Sorge, dass sich Malaria und Tuberkulose wieder ausbreiten

 In den vergangenen Jahren seien Erfolge zu verzeichnen gewesen. So habe sich die Medikamentenversorgung in vielen Teilen der Welt deutlich verbessert. Doch jetzt zeige sich, dass durch die Corona-Pandemie „diese Erfolge wieder verspielt werden.“ So erwarte die Weltgesundheitsorganisation (WHO) inzwischen eine ansteigende Verbreitung von Malaria und Tuberkulose in den Entwicklungsländern, weil die notwendigen Vorsorgemaßnahmen und Behandlungen nun nicht mehr kontinuierlich durchgeführt würden. Um die erlangten Erfolge nicht zu verlieren, sei ein kontinuierliches Engagement zur Sicherung dieser gerade jetzt besonders wichtig.
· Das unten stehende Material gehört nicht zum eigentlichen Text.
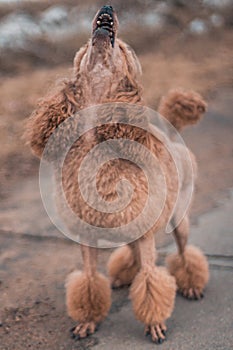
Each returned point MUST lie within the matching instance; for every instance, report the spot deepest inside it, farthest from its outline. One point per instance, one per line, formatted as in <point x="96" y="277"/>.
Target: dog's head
<point x="105" y="26"/>
<point x="107" y="63"/>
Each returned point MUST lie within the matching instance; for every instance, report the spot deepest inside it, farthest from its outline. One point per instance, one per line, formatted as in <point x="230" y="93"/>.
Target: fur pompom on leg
<point x="88" y="300"/>
<point x="122" y="267"/>
<point x="153" y="294"/>
<point x="182" y="107"/>
<point x="190" y="271"/>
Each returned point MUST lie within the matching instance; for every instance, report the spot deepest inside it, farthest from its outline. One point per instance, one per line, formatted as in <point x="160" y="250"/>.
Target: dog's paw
<point x="157" y="332"/>
<point x="192" y="293"/>
<point x="83" y="330"/>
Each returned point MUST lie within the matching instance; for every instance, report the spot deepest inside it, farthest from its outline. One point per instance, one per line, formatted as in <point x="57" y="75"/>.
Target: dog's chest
<point x="99" y="84"/>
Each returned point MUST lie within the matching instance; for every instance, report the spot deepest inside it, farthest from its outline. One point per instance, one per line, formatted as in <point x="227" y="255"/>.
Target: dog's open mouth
<point x="104" y="25"/>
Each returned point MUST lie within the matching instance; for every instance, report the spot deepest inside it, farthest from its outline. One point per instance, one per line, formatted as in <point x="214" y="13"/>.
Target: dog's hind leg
<point x="123" y="266"/>
<point x="189" y="265"/>
<point x="88" y="295"/>
<point x="153" y="291"/>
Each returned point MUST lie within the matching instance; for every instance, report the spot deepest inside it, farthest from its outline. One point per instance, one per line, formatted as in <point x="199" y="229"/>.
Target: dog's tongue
<point x="100" y="35"/>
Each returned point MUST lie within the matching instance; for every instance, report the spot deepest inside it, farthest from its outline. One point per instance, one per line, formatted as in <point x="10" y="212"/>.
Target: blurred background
<point x="180" y="43"/>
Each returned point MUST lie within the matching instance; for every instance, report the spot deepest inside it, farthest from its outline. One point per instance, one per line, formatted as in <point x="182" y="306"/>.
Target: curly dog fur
<point x="107" y="70"/>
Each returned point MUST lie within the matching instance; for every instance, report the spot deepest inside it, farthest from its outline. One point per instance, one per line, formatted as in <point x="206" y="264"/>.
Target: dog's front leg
<point x="152" y="292"/>
<point x="88" y="295"/>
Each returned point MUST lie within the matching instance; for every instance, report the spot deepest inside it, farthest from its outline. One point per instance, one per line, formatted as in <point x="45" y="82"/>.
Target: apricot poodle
<point x="107" y="70"/>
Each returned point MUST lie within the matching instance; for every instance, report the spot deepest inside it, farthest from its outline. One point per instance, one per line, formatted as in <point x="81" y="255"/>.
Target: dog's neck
<point x="103" y="78"/>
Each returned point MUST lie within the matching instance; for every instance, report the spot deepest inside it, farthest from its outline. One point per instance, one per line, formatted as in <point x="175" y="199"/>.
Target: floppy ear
<point x="51" y="111"/>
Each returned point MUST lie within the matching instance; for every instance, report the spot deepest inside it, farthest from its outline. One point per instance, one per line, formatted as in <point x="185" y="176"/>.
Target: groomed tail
<point x="182" y="108"/>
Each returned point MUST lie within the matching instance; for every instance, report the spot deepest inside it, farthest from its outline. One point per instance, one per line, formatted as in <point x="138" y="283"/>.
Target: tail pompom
<point x="182" y="108"/>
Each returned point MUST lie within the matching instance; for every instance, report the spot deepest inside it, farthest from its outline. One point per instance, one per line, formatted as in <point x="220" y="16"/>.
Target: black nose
<point x="107" y="9"/>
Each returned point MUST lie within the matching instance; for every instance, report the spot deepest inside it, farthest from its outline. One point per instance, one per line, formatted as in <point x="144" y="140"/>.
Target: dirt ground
<point x="34" y="262"/>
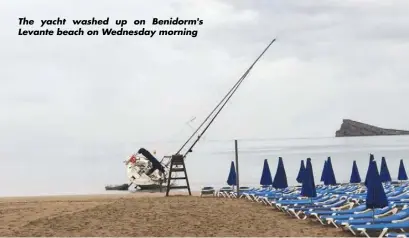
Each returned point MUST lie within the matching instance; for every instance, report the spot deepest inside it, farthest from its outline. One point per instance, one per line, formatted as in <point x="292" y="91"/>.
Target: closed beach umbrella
<point x="384" y="174"/>
<point x="330" y="175"/>
<point x="308" y="184"/>
<point x="324" y="170"/>
<point x="301" y="172"/>
<point x="266" y="179"/>
<point x="402" y="171"/>
<point x="355" y="177"/>
<point x="280" y="179"/>
<point x="371" y="158"/>
<point x="375" y="196"/>
<point x="232" y="179"/>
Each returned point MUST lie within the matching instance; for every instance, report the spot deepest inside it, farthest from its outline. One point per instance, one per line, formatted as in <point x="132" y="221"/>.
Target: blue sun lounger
<point x="318" y="214"/>
<point x="397" y="235"/>
<point x="297" y="211"/>
<point x="360" y="215"/>
<point x="402" y="215"/>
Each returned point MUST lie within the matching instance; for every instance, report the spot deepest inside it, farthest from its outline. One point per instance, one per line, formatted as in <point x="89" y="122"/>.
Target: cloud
<point x="331" y="60"/>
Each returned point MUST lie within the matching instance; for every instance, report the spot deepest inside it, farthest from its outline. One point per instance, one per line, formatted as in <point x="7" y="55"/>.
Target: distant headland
<point x="354" y="128"/>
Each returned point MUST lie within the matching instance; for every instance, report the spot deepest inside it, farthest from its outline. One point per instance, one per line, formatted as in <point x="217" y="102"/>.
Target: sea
<point x="86" y="169"/>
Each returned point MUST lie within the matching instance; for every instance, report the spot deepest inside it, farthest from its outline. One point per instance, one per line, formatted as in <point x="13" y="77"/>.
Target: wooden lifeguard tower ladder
<point x="177" y="164"/>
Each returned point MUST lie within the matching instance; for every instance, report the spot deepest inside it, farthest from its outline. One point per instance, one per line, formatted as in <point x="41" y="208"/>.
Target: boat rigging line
<point x="220" y="105"/>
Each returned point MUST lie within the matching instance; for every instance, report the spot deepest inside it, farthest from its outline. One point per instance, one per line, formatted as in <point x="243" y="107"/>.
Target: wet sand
<point x="142" y="214"/>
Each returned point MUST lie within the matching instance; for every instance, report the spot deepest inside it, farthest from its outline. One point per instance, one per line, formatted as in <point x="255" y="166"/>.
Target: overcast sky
<point x="332" y="60"/>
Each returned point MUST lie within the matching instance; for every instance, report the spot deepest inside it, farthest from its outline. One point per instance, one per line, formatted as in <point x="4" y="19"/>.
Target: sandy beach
<point x="148" y="214"/>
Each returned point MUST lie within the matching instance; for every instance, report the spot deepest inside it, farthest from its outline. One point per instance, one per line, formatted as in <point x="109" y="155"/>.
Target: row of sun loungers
<point x="341" y="206"/>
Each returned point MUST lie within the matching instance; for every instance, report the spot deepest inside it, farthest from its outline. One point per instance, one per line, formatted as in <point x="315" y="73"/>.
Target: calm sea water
<point x="86" y="169"/>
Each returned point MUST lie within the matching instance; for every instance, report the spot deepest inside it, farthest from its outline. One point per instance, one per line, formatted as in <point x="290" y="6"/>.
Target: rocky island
<point x="354" y="128"/>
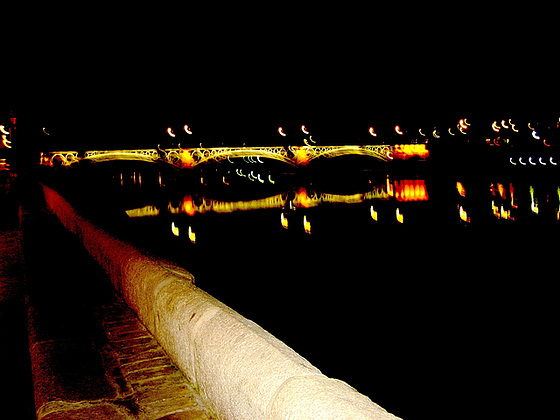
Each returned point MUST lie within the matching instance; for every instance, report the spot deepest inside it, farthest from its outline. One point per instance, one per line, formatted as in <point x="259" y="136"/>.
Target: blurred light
<point x="146" y="211"/>
<point x="534" y="201"/>
<point x="192" y="235"/>
<point x="399" y="215"/>
<point x="7" y="143"/>
<point x="463" y="215"/>
<point x="284" y="221"/>
<point x="187" y="161"/>
<point x="306" y="224"/>
<point x="502" y="191"/>
<point x="411" y="190"/>
<point x="406" y="151"/>
<point x="188" y="206"/>
<point x="302" y="158"/>
<point x="461" y="189"/>
<point x="373" y="213"/>
<point x="302" y="199"/>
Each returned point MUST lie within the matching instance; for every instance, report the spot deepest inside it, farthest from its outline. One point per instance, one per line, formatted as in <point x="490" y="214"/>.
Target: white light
<point x="7" y="143"/>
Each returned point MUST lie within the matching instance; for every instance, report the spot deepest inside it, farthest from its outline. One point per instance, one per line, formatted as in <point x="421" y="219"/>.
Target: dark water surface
<point x="448" y="312"/>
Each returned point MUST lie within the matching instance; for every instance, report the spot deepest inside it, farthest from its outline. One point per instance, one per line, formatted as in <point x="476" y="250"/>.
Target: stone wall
<point x="240" y="370"/>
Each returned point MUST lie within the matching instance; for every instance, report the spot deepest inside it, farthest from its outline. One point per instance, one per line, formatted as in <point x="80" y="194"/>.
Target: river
<point x="427" y="287"/>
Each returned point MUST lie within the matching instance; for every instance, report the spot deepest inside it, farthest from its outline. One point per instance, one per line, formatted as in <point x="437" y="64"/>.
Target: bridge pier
<point x="240" y="370"/>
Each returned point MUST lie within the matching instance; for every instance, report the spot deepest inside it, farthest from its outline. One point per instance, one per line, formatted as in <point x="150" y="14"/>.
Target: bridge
<point x="190" y="158"/>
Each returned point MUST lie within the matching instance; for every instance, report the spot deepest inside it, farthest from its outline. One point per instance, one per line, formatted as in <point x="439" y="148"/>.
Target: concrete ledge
<point x="240" y="370"/>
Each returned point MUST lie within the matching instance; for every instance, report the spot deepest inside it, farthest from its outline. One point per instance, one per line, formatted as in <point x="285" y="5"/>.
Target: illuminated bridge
<point x="189" y="158"/>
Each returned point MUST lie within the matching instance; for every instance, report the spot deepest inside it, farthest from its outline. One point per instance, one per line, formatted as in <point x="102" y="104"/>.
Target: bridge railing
<point x="189" y="158"/>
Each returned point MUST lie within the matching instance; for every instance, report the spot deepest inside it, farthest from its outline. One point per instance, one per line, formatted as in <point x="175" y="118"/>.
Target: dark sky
<point x="121" y="78"/>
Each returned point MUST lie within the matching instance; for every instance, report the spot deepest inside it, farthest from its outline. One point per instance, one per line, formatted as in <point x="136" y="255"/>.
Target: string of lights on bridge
<point x="497" y="133"/>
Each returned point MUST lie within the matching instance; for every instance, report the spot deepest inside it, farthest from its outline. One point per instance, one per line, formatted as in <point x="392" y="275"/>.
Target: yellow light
<point x="192" y="235"/>
<point x="306" y="225"/>
<point x="534" y="201"/>
<point x="463" y="215"/>
<point x="461" y="189"/>
<point x="373" y="213"/>
<point x="146" y="211"/>
<point x="284" y="221"/>
<point x="400" y="217"/>
<point x="7" y="143"/>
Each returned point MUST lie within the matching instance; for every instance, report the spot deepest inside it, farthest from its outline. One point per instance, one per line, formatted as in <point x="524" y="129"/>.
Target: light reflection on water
<point x="449" y="275"/>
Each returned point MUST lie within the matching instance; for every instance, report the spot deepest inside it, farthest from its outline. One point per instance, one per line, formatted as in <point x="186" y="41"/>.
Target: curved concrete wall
<point x="240" y="370"/>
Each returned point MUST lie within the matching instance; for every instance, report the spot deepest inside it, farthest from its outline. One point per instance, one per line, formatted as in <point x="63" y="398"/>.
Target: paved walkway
<point x="87" y="355"/>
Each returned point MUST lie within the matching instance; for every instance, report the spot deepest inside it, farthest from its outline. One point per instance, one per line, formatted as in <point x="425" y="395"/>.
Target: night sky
<point x="119" y="79"/>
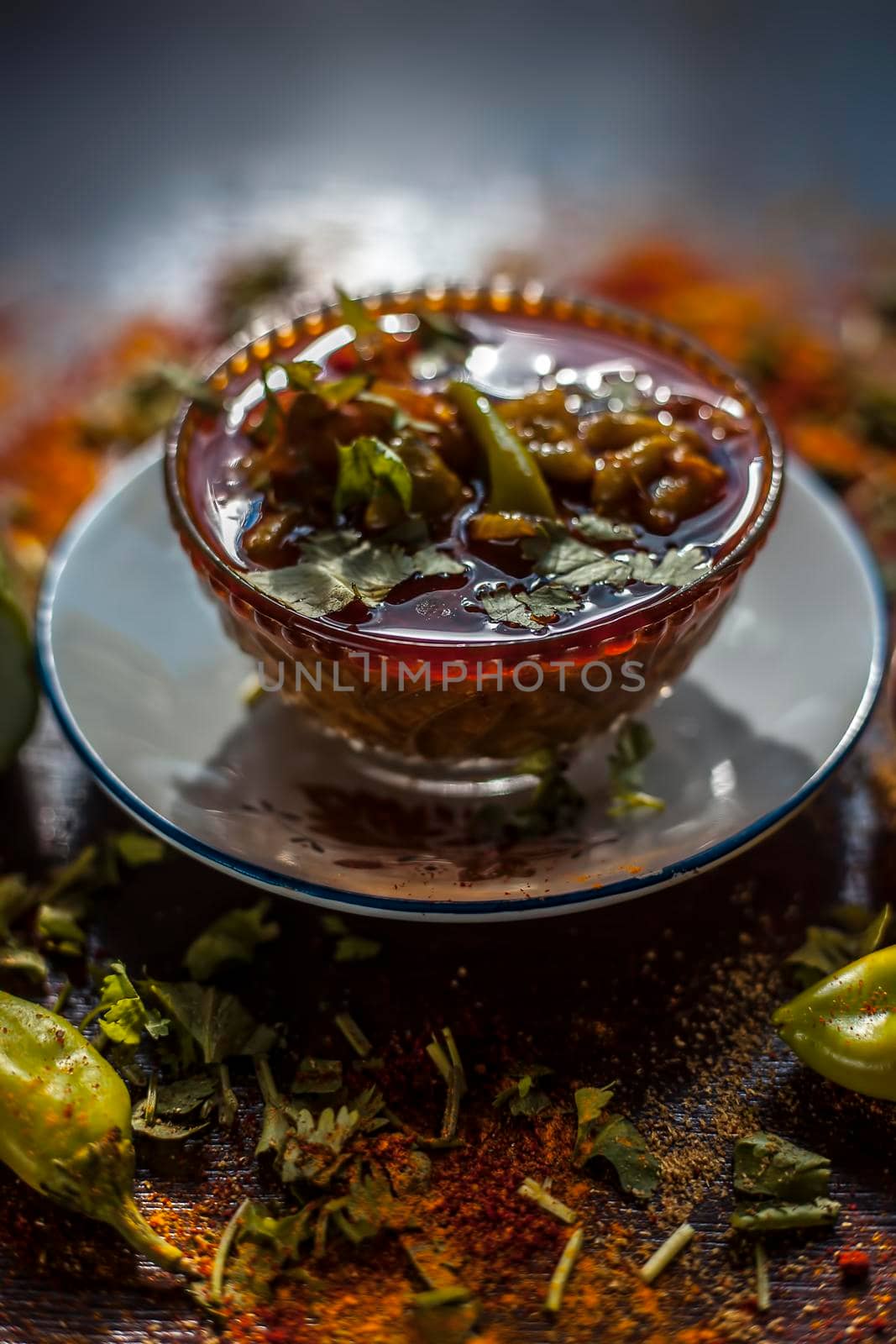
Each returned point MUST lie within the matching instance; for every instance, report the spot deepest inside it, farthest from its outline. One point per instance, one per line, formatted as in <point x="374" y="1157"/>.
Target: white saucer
<point x="147" y="687"/>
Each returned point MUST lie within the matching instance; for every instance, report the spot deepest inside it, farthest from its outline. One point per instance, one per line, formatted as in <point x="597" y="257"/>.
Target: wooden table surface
<point x="669" y="992"/>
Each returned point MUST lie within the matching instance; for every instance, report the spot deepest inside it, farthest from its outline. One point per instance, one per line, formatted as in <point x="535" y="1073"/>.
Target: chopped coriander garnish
<point x="217" y="1285"/>
<point x="667" y="1253"/>
<point x="633" y="745"/>
<point x="564" y="1268"/>
<point x="354" y="1035"/>
<point x="230" y="938"/>
<point x="826" y="951"/>
<point x="338" y="568"/>
<point x="535" y="1193"/>
<point x="763" y="1287"/>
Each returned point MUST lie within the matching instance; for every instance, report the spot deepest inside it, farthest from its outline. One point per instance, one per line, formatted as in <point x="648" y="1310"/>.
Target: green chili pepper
<point x="65" y="1124"/>
<point x="516" y="484"/>
<point x="846" y="1026"/>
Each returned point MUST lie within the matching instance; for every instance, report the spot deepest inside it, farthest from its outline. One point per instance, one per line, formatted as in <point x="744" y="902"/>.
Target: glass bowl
<point x="454" y="711"/>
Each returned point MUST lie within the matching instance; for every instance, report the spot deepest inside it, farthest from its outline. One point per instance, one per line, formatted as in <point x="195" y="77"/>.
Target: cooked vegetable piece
<point x="551" y="432"/>
<point x="516" y="484"/>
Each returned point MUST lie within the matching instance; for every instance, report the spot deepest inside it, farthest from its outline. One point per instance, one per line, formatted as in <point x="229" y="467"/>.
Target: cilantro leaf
<point x="443" y="335"/>
<point x="187" y="385"/>
<point x="121" y="1011"/>
<point x="58" y="924"/>
<point x="590" y="1104"/>
<point x="137" y="848"/>
<point x="770" y="1167"/>
<point x="563" y="558"/>
<point x="355" y="312"/>
<point x="231" y="937"/>
<point x="367" y="467"/>
<point x="531" y="608"/>
<point x="215" y="1021"/>
<point x="524" y="1099"/>
<point x="826" y="951"/>
<point x="633" y="745"/>
<point x="783" y="1218"/>
<point x="174" y="1102"/>
<point x="336" y="568"/>
<point x="555" y="803"/>
<point x="625" y="1148"/>
<point x="616" y="1140"/>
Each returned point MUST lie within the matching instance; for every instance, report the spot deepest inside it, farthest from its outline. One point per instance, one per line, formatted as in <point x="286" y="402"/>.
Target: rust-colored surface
<point x="671" y="994"/>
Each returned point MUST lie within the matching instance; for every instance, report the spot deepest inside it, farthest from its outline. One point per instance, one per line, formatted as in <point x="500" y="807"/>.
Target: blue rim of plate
<point x="610" y="893"/>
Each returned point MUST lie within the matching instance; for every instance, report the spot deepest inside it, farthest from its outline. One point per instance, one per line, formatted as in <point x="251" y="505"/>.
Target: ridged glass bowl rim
<point x="531" y="300"/>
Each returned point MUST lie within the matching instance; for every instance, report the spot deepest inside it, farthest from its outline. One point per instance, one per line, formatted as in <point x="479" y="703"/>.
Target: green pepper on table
<point x="844" y="1027"/>
<point x="65" y="1124"/>
<point x="516" y="484"/>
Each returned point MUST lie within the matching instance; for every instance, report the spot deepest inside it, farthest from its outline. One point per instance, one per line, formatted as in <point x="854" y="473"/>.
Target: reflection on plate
<point x="147" y="687"/>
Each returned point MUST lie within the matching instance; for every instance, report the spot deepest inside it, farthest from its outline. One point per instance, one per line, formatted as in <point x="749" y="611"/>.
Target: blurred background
<point x="175" y="170"/>
<point x="141" y="140"/>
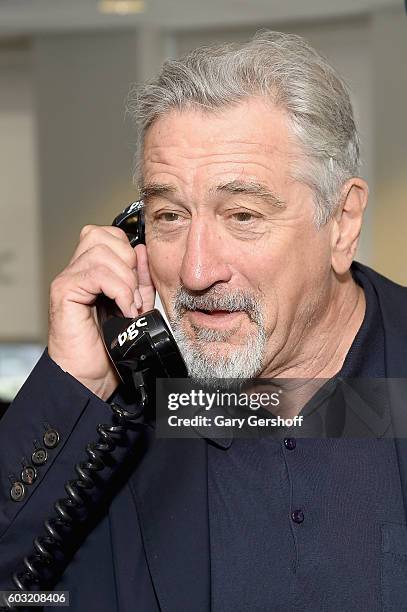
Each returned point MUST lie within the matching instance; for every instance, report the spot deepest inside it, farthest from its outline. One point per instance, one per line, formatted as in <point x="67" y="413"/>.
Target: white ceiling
<point x="28" y="16"/>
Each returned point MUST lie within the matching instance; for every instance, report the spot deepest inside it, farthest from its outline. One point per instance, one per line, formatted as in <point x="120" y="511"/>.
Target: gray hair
<point x="284" y="69"/>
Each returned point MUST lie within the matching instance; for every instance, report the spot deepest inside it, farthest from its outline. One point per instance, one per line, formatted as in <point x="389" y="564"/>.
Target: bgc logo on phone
<point x="132" y="331"/>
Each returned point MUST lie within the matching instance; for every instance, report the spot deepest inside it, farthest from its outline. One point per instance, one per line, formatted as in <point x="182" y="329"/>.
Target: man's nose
<point x="204" y="263"/>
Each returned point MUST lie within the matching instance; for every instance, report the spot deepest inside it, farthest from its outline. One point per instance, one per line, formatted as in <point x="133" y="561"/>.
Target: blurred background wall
<point x="66" y="148"/>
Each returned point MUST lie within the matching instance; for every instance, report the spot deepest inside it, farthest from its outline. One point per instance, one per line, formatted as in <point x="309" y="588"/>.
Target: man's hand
<point x="104" y="262"/>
action medeor nennt einige Zahlen aus seinem Jahresbericht. So stieg die Abgabe von Medikamenten und medizinischer Ausrüstung 2019 um 1,6 Millionen Euro auf rund 7,6 Millionen Euro. In der Humanitären Hilfe und Entwicklungszusammenarbeit wurden 40 Projekte mit einem Gesamtvolumen von 5,1 Millionen Euro umgesetzt, von denen vier Millionen Menschen in 13 Ländern profitiert haben. Auch das Spendenaufkommen des Medikamentenhilfswerks ist in 2019 gestiegen, und zwar um 20 Prozent auf 9,7 Millionen Euro.